Question

Let $f:Z\to Z$ be a function satisfying $f\left(0\right)\ne 0,f\left(1\right)=0$ and
$f\left(xy\right)+f\left(x\right)f\left(y\right)=f\left(x\right)+f\left(y\right)$;
$\left(\begin{array}{c}f(x-y)-f\left(0\right)\end{array}\right)f\left(x\right)f\left(y\right)=0$,
for all $x,y,\in Z$, simultaneously.
(a) Find the set of all possible values of the function $f$.
(b) If $f\left(10\right)\ne 0andf\left(2\right)=0$, find the set of all integers $n$ such that $f\left(n\right)\ne 0$.

Answer 1

Setting $y=0$ in the condition $\left(\begin{array}{c}f(x-y)-f\left(0\right)\end{array}\right)f\left(x\right)f\left(y\right)=0$,
we get $\left(\begin{array}{c}f\left(x\right)-f\left(0\right)\end{array}\right)f\left(x\right)=0$, for all $x$..... (since $f\left(0\right)\ne 0$).
Thus either $f\left(x\right)=0$ or $f\left(x\right)=f\left(0\right)$, for all $x\in Z$.
Now taking $x=y=0$ in $f\left(xy\right)+f\left(x\right)f\left(y\right)=f\left(x\right)+f\left(y\right)$, we see that $f\left(0\right)+f(0{)}^2=2f(0)$. This shows that $f\left(0\right)=0$ or $f\left(0\right)=1$. Since $f\left(0\right)\ne 0$, we must have $f\left(0\right)=1$. We conclude that either $f\left(x\right)=0$ or $f\left(x\right)=1$ for each $x\in Z$.
This shows that the set of all possible value of $f\left(x\right)$ is $\left\{\begin{array}{c}0,1\end{array}\right\}$. This completes (a).
Let $S=\left\{\begin{array}{c}n\in Z|f\left(n\right)\ne 0\end{array}\right\}$. Hence we must have $S=\left\{\begin{array}{c}n\in Z|f\left(n\right)=1\end{array}\right\}$ by (a).

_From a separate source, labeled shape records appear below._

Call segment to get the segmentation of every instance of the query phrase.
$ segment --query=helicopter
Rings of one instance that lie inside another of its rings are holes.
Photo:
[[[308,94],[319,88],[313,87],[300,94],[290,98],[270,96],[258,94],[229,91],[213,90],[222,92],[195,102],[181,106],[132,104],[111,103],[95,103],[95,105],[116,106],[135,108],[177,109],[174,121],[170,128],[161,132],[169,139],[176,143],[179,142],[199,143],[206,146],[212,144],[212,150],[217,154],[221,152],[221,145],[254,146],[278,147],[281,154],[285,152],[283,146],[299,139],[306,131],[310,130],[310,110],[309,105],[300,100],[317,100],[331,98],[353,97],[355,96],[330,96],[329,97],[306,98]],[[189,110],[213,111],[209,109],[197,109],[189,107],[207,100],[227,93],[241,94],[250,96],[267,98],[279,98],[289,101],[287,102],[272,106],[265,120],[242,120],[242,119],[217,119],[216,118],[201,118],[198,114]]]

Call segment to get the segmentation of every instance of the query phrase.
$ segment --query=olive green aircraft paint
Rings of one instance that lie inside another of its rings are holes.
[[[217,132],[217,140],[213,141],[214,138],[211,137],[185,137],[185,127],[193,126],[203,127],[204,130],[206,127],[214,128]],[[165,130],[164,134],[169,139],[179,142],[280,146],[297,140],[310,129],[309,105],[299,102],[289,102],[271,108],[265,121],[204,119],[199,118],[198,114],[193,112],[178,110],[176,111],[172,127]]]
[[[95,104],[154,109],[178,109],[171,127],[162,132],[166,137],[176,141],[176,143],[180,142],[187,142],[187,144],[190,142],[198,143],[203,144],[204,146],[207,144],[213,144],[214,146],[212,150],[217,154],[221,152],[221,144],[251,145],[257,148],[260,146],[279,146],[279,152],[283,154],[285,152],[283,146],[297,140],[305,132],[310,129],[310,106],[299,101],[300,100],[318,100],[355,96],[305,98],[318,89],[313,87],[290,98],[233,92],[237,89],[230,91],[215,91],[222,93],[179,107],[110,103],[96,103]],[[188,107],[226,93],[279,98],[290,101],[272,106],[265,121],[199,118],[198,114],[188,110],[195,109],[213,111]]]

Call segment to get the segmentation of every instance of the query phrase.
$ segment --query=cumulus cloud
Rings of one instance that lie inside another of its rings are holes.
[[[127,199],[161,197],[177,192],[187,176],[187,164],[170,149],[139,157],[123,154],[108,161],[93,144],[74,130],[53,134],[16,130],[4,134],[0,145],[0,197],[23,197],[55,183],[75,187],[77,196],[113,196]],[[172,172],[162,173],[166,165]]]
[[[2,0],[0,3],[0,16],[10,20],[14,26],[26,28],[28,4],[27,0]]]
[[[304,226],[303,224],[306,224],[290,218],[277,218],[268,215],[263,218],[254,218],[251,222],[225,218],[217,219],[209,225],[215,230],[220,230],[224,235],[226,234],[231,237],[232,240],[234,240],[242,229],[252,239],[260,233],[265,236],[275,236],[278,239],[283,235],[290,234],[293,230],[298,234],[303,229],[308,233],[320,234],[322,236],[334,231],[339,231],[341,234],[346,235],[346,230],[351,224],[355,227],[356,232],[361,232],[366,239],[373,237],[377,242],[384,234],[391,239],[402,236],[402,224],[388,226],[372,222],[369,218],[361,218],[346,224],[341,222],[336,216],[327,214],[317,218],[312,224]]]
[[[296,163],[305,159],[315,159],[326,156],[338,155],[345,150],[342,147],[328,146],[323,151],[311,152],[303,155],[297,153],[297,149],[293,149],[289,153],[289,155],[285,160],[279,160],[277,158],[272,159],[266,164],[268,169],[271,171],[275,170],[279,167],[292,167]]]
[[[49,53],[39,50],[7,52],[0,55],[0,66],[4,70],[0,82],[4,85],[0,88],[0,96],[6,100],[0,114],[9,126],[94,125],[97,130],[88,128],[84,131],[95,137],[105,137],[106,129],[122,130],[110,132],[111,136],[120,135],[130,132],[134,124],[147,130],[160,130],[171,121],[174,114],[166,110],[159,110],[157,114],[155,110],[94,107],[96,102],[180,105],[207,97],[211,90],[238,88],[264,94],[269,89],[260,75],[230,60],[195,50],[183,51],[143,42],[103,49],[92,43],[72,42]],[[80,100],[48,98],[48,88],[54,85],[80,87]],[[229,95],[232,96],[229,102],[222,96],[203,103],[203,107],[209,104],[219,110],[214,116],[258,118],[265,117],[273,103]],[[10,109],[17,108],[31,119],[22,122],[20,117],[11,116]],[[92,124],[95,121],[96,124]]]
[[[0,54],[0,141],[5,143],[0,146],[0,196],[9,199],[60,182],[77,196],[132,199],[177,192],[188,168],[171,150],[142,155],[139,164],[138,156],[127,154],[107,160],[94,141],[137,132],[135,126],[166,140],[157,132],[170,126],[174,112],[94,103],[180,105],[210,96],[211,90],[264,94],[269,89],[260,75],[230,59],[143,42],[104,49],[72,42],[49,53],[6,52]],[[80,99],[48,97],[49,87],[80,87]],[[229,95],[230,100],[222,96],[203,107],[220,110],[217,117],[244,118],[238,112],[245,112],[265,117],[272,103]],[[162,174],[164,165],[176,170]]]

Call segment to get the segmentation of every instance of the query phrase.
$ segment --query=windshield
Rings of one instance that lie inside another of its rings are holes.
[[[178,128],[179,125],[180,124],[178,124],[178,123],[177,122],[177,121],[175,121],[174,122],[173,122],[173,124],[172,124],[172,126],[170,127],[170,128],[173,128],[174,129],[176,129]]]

Since $f\left(1\right)=0$, $1$ is not in $S$.
And $f\left(0\right)=1$ implies that $0\in S$.
Take any $x\in Z$ and $y\in S$. Using $\left(\begin{array}{c}f(x-y)-f\left(0\right)\end{array}\right)f\left(x\right)f\left(y\right)=0$.
We get, $f\left(xy\right)+f\left(x\right)=f\left(x\right)+1$.

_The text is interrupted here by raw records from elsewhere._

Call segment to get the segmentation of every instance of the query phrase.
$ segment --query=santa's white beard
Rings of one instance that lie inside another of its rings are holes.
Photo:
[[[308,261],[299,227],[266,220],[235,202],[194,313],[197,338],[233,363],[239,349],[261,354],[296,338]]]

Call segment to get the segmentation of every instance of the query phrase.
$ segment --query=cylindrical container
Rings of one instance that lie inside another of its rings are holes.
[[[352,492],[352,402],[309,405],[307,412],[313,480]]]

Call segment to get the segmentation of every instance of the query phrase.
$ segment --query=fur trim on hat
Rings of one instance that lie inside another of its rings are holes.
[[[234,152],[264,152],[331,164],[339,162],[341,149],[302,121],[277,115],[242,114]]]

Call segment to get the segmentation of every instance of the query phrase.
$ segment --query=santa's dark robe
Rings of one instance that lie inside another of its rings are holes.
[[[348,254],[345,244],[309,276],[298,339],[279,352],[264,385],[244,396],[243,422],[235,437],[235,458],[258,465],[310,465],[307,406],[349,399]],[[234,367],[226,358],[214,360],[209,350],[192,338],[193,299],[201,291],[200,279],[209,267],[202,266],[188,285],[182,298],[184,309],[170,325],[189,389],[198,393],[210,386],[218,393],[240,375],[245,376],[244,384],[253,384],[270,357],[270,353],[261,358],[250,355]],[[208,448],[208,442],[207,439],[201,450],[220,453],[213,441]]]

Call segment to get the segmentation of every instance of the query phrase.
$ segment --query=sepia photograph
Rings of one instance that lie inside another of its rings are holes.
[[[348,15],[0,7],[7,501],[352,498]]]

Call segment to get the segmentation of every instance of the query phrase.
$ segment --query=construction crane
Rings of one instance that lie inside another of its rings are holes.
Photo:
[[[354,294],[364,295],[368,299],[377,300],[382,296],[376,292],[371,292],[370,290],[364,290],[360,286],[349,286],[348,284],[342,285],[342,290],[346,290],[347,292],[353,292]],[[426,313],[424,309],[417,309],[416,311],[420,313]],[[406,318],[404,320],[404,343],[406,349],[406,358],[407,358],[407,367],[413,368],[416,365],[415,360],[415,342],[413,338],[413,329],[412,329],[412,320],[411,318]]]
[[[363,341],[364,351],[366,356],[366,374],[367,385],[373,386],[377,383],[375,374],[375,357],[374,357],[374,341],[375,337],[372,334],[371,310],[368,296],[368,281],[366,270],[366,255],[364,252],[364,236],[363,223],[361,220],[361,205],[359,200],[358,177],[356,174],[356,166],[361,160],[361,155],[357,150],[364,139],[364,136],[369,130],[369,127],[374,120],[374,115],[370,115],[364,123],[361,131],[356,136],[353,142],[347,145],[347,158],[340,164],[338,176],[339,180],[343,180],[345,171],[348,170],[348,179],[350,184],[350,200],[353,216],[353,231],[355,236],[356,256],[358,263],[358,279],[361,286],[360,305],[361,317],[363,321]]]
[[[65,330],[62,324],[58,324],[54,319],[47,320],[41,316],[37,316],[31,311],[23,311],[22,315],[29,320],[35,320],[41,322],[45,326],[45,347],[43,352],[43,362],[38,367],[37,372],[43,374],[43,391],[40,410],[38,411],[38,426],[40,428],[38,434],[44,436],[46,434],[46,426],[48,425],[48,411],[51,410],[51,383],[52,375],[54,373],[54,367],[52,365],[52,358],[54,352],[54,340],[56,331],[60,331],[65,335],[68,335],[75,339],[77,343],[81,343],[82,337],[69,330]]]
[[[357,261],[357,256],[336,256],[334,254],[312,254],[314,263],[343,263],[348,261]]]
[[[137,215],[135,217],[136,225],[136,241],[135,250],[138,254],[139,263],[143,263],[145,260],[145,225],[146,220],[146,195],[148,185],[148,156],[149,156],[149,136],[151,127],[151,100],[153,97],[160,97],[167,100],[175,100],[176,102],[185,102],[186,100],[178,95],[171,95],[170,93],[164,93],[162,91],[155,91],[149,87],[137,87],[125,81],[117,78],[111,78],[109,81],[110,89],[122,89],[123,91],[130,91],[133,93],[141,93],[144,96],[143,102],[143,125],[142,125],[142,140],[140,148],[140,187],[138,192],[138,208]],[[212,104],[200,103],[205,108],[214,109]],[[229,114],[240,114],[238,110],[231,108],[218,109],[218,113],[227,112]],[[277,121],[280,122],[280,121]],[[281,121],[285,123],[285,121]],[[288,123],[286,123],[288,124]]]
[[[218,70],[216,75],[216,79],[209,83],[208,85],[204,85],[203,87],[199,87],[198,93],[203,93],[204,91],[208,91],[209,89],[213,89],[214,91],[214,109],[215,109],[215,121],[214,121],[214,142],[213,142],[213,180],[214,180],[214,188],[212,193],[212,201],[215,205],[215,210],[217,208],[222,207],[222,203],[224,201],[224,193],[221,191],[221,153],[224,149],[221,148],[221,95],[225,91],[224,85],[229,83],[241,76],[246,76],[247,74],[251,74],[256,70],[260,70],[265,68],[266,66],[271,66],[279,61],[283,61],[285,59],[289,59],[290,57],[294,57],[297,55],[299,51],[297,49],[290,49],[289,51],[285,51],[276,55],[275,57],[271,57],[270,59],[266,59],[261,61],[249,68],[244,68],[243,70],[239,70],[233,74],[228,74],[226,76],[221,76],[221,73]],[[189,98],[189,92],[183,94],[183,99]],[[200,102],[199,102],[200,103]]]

This shows that $xy\in S$. If $x\in Z$ and $y\in Z$ are such that $xy\in S$,
then $\left(\begin{array}{c}f(x-y)-f\left(0\right)\end{array}\right)f\left(x\right)f\left(y\right)=0$ gives $1+f\left(x\right)f\left(y\right)=f\left(x\right)+f\left(y\right)$.
Thus $\left(\begin{array}{c}f\left(x\right)-1\end{array}\right)\left(\begin{array}{c}f\left(y\right)-1\end{array}\right)=0$.
It follows that $f\left(x\right)=1$ or $f\left(y\right)=1$; i.e., either $x\in S$ or $y\in S$.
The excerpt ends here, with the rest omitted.